Exercise 2.5 - return the first location in the string s1 comparing s2¶

Question¶

Write the function any(s1,s2), which returns the first location in a string s1 where any character from the string s2 occurs, or -1 if s1 contains no characters from s2. (The standard library function strpbrk does the same job but returns a pointer to the location.)
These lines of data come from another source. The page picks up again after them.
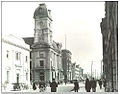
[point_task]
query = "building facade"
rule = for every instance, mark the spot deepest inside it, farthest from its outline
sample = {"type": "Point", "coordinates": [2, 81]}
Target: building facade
{"type": "Point", "coordinates": [46, 53]}
{"type": "Point", "coordinates": [15, 62]}
{"type": "Point", "coordinates": [109, 29]}
{"type": "Point", "coordinates": [67, 65]}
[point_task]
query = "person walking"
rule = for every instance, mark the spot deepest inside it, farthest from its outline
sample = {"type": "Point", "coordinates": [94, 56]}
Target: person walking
{"type": "Point", "coordinates": [100, 83]}
{"type": "Point", "coordinates": [76, 86]}
{"type": "Point", "coordinates": [87, 85]}
{"type": "Point", "coordinates": [53, 85]}
{"type": "Point", "coordinates": [93, 85]}
{"type": "Point", "coordinates": [34, 86]}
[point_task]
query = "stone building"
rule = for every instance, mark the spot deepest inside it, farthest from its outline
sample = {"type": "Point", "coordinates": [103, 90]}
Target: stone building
{"type": "Point", "coordinates": [109, 29]}
{"type": "Point", "coordinates": [67, 64]}
{"type": "Point", "coordinates": [46, 53]}
{"type": "Point", "coordinates": [15, 62]}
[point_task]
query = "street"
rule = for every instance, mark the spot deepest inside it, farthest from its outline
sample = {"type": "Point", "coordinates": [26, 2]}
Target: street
{"type": "Point", "coordinates": [63, 88]}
```/* Write the function any(s1,s2) which returns the first location in the string
* s1 where any character from the string s2
occurs, or -1 if s1 contains no characters from s2. ( The standard library
function strpbrk does the same job but retuns a pointer to the location */

#include<stdio.h>
#define MAXLINE 1000

int mgetline(char line[],int maxline);
int any(char s1[],char s2[]);

int main(void)
{
char s1[MAXLINE],s2[MAXLINE];
int val;

/* Give the first string s1 */

mgetline(s1,MAXLINE);

/* Give the second string s2 */

mgetline(s2,MAXLINE);

val = any(s1,s2);

printf("%d",val);

return 0;
}

int mgetline(char s[],int lim)
{
int i,c;
for(i=0;i<lim-1 && (c=getchar())!=EOF && c!='\n';++i)
s[i]=c;

if(c=='\n')
s[i++]=c;
s[i]='\0';
}

int any(char s1[],char s2[])
{
int i,j,check_next_char;

check_next_char=1;

for(i=0;s1[i]!='\0'&& (check_next_char);)
{
// iterate through s2 while trying to find matching character from s1
for(j=0;s2[j]!='\0'&& (s1[i]!=s2[j]);++j)
; // continue

if(s2[j]=='\0') {
check_next_char=1;
i++; // go for the next char in s1
}
else
check_next_char=0; // match found
}

if(s1[i]=='\0')
return -1;
else
return i;
}
```

Explanation¶

The important part of the program is the function any which takes two strings s1 and s2 and tries to find if any character in s2 matches s1. We set a flag, check_next_char which is toggled to 0 if we find the match, otherwise we have it as 1.

The first for loop iterates through all the characters in s1 while the condition check_next_char is 1. In the second for loop, if we find that a char in s2 matches s1, that is s2[j] == s1[i] and s2 has not reached EOL, then we set check_next_char to 0. That is we found a match at i and we return that.

If we dont find a match in s2, we increment i and take the next character from s1. If dont find a match at all, then we return -1.